In an industry still reeling from the spectacular collapse of THQ, another titan has fallen. After three decades at the head of the game, LucasArts, as a developer, is no more. Since its acquisition by Disney in 2012, all game development has ground to a halt, until finally Disney announced that, going forward, LucasArts will exist purely to manage the licensing of games in
Star Wars and other LucasArts franchises. This is the end of an era, a death knell for the studio's grand history of
Star Wars titles and other great adventure games...
... oh wait, no it isn't. For the longest time the great
Star Wars games have been licensed out anyway.
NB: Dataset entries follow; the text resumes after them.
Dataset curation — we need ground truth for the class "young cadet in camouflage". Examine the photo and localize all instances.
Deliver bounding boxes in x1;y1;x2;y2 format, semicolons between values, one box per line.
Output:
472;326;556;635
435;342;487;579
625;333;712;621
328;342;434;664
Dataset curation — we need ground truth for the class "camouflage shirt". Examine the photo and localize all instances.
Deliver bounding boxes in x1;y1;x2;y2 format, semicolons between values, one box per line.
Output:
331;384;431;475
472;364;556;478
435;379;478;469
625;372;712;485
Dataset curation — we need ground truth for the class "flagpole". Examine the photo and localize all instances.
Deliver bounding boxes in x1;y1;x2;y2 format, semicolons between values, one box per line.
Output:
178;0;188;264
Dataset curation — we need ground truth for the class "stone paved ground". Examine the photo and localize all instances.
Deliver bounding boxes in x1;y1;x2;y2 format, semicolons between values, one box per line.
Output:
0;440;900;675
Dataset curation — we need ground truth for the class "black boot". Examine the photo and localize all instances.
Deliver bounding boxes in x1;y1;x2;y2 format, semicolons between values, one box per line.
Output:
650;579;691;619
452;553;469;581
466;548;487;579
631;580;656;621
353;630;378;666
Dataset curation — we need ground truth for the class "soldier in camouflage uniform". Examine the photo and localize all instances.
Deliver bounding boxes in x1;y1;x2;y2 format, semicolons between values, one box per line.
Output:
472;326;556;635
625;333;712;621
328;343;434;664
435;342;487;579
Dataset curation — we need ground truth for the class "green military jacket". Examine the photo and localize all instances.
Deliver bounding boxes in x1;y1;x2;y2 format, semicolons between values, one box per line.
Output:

Travellers Tales gave us
LEGO Star Wars, Bioware and Obsidian gave us
KOTOR. We got
Empire at War from Petroglyph, and my beloved
Battlefront from Pandemic. Of the games LucasArts itself has made, in recent memory there is only the
Force Unleashed, which went from mediocre to downright bad in the second game. Before that, the last properly good
Star Wars game from LucasArts was
Republic Commando. In 2005. I wasn't even in high school! The simple fact is that licensing is how good
Star Wars has been done for a long time, so on that front nothing is really changed.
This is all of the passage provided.